Slide View : Parallel Computer Architecture and Programming : 15-418/618 Spring 2017

khans

The program itself is run serially. Different instances of the code are run in parallel, but the program with all its loop iterations is serial.

bochet

One question, if I change the outer loop to foreach, is it parallelized by ISPC?

asd

@bochet: Yes, indeed it should be parallelized by ISPC.

kayvonf

@bochet, asd: I almost entirely agree with your conclusion here, but things are a little subtle. Consider this ISPC program. Can you describe to me what it does, and where the parallelism is?

export void foo(uniform int N, uniform float in[], uniform float out[]) {

   float x = in[programIndex];

   foreach (int i = 0 ... N) {
       x += in[i];
   }

   out[programIndex] = x;
}

amg

So here multiple program instances will execute foo in parallel. We have some non-determinism, as it is up to the ispc compiler to determine programCount, but I think we will end up with the sum of all of the values in in placed in out at indexes 0 to programCount.

asd

As per the ISPC documentation, and I quote- 'in each loop iteration, the running program instances effectively collude amongst themselves using programIndex to determine which elements to work on in a way that ensures that all of the data elements will be processed.'

So, as @amg said, multiple instances of foo will be executed in parallel such that we will have the total sum of all elements of 'in' in 'out'.

Hope this is right?

kayvonf

@amg, @asd: Close. It's true that out[i] will be written to for all values of i between 0 and programCount. Let's just say programCount is eight for now.

What values are in the eight elements of out that are written to? You seem to suggest that its the sum of all elements in in[]. Are you sure? Is the answer even defined by ISPC?

sampathchanda

It is definitely not the sum of all elements in 'in[]'. It could just be sum of two floats, one from initialization and other from inside the for loop. The float from the for loop will be from the iteration whose program instance was the last to be executed. That is, the answer is un-deterministic.

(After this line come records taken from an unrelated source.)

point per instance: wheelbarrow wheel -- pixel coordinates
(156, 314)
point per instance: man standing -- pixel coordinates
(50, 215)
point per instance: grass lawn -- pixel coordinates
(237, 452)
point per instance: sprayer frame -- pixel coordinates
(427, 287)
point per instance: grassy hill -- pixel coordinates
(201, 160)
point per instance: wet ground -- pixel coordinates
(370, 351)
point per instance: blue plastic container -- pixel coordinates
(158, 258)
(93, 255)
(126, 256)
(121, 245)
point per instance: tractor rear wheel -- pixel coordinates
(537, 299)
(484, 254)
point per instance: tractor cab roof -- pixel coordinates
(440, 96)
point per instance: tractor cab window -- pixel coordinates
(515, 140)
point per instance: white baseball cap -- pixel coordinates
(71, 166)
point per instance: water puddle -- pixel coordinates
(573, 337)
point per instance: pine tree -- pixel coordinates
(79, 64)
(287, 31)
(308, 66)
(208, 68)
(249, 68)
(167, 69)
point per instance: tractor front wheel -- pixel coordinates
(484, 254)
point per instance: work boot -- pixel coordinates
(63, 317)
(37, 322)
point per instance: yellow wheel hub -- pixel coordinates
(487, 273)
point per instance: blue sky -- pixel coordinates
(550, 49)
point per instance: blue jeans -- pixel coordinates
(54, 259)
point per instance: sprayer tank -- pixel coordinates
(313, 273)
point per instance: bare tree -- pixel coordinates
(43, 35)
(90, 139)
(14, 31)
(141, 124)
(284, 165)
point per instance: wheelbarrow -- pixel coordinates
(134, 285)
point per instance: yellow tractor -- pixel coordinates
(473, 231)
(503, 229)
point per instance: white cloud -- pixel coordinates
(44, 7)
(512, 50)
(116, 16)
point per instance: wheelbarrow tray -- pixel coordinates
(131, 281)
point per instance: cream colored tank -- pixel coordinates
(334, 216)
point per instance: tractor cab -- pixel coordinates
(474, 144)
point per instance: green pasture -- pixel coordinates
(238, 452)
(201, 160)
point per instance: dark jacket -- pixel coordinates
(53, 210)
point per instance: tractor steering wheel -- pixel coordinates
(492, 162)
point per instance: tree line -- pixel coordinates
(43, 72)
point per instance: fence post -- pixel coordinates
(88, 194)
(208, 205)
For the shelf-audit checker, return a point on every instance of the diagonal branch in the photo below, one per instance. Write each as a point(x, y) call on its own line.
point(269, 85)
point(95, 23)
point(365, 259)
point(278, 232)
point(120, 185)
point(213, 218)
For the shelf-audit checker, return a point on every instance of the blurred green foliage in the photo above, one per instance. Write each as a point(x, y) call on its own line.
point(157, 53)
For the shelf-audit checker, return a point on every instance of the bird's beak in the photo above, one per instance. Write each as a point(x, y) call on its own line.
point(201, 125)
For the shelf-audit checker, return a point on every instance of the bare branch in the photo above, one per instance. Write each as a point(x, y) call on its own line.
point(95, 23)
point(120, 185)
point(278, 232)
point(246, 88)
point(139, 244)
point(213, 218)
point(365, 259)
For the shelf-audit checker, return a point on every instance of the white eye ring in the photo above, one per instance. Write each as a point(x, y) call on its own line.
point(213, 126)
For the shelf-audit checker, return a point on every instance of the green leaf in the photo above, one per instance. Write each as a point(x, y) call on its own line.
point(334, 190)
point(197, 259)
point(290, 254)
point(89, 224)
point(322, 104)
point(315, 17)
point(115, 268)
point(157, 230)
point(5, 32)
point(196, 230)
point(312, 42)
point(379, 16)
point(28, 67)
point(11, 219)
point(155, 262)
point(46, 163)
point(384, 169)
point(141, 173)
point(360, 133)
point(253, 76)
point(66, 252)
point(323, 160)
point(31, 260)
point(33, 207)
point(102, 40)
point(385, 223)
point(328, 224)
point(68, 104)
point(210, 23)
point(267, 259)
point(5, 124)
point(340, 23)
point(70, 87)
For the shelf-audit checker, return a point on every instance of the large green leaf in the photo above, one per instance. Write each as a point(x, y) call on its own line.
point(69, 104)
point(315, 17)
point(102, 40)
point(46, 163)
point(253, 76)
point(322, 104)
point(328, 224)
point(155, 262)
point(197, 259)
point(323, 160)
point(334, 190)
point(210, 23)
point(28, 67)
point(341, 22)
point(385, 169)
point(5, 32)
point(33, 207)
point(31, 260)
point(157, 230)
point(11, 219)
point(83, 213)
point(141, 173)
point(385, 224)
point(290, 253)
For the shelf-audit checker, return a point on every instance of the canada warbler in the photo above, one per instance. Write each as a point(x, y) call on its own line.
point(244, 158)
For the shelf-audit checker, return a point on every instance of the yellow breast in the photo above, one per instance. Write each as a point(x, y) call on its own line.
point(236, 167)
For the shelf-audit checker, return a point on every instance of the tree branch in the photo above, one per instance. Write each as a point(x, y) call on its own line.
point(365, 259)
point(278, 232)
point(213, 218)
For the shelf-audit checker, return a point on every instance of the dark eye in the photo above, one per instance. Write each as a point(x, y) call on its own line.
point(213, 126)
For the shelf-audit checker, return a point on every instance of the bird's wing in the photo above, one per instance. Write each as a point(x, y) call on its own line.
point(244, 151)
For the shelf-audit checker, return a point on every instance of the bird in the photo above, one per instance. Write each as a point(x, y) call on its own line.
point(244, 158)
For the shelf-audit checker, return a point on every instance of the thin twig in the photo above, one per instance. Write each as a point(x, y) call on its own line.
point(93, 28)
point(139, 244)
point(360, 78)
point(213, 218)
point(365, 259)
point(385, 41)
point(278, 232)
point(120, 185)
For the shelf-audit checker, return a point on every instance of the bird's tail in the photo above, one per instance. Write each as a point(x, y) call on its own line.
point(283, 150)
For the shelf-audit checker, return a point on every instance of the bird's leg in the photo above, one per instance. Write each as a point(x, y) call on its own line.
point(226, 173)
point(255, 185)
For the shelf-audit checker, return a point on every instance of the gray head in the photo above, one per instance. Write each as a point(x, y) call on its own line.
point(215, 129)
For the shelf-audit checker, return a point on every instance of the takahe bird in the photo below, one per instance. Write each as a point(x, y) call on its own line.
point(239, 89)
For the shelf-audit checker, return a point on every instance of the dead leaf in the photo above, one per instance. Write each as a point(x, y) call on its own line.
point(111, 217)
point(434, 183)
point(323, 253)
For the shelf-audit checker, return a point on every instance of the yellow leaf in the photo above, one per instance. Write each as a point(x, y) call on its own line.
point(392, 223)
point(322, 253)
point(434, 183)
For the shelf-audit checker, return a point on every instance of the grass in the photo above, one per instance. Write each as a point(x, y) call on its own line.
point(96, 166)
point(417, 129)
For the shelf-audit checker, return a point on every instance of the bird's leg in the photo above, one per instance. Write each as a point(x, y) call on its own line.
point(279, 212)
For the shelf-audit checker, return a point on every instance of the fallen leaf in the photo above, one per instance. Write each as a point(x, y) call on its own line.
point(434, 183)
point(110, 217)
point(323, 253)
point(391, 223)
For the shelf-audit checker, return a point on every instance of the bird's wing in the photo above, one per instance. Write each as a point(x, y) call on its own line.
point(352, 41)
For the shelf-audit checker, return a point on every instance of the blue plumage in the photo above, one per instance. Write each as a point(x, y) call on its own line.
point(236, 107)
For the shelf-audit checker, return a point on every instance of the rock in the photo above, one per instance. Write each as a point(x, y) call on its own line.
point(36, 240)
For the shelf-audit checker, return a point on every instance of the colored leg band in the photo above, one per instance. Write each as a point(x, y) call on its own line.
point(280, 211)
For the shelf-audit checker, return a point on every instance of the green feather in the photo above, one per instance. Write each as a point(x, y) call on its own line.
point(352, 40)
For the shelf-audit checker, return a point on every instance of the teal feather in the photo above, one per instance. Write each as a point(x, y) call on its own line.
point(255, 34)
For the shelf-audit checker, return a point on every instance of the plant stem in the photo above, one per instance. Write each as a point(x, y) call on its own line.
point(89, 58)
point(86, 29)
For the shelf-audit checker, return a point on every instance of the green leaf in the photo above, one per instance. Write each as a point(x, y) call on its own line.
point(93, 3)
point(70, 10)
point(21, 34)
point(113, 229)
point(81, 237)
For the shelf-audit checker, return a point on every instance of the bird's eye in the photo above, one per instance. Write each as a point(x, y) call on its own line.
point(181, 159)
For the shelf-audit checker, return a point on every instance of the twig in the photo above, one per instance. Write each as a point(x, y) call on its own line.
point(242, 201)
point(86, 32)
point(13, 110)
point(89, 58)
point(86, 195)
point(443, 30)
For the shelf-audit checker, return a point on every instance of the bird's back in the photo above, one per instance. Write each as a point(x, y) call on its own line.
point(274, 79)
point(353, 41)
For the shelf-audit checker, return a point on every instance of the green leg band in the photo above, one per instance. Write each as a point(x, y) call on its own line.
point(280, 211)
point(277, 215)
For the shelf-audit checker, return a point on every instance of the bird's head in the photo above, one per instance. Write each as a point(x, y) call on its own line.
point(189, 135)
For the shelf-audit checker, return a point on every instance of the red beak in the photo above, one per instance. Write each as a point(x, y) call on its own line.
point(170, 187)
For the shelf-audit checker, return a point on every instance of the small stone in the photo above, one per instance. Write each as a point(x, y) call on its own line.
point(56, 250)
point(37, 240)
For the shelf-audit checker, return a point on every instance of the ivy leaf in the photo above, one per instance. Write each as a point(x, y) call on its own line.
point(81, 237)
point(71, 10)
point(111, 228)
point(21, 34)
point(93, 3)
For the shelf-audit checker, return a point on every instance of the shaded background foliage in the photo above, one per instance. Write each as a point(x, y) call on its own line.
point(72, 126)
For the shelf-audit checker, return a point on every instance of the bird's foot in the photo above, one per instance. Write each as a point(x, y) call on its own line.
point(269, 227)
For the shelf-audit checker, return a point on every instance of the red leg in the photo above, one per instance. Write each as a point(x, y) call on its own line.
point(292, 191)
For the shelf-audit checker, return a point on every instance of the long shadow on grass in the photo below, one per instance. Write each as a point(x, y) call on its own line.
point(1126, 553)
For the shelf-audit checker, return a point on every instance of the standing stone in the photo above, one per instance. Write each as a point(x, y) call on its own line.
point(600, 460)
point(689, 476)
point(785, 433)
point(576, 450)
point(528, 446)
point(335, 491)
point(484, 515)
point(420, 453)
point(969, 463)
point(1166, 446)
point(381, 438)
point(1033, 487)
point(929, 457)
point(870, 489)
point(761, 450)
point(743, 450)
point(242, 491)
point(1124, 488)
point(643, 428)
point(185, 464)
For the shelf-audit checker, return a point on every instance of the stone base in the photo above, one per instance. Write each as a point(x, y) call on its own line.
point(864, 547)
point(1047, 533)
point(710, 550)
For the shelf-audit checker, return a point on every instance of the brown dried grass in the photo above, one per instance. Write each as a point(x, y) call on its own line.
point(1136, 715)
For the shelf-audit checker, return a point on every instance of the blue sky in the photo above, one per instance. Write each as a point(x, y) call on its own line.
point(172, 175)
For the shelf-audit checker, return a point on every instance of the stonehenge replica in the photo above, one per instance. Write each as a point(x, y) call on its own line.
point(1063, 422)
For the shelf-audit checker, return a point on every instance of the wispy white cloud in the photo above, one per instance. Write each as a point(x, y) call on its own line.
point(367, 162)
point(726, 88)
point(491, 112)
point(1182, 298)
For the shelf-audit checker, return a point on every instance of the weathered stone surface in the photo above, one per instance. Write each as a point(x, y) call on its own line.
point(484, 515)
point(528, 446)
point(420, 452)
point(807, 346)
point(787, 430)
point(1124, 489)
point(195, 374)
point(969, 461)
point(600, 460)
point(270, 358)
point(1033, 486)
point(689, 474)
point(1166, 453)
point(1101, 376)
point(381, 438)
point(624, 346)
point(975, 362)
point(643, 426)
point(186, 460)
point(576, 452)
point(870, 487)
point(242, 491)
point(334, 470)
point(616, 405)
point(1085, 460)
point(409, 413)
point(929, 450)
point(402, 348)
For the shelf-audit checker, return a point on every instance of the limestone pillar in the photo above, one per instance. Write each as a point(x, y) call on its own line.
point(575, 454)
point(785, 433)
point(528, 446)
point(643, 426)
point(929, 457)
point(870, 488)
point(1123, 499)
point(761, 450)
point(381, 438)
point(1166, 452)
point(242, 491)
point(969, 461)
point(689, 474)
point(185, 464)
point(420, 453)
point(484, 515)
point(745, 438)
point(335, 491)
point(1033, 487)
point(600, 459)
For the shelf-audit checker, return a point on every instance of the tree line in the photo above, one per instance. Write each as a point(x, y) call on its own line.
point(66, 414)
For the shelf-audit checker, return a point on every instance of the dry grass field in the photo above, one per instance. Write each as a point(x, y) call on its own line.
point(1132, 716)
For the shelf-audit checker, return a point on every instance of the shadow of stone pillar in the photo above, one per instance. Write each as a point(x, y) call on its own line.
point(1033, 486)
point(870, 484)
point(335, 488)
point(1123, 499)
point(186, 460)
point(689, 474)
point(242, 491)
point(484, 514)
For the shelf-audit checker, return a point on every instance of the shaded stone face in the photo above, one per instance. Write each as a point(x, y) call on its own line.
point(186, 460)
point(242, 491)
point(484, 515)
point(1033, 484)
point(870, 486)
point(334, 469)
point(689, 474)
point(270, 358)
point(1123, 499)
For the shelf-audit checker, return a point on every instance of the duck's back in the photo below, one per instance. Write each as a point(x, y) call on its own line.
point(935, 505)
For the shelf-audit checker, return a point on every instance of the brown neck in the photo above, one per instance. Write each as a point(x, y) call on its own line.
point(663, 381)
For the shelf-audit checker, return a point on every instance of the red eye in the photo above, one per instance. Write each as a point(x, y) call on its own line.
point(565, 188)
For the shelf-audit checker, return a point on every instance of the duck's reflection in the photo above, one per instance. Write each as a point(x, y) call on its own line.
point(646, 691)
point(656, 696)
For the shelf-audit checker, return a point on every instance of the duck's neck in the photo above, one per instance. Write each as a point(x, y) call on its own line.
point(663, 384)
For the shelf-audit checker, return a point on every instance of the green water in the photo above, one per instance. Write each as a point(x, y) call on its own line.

However, I have a question here which kind of confused me. foreach loop is used to spawn the independent iterations automatically onto different program instances. What happens when there is not foreach loop? Will the programIndex be constant or still be varying ?

For example, what would be the output of the following ISPC function when called:

export void sample_func() {
print ("programIndex = %\n", programIndex);
}

kayvonf

@sampathchanda. Write the code, run it, and tell us!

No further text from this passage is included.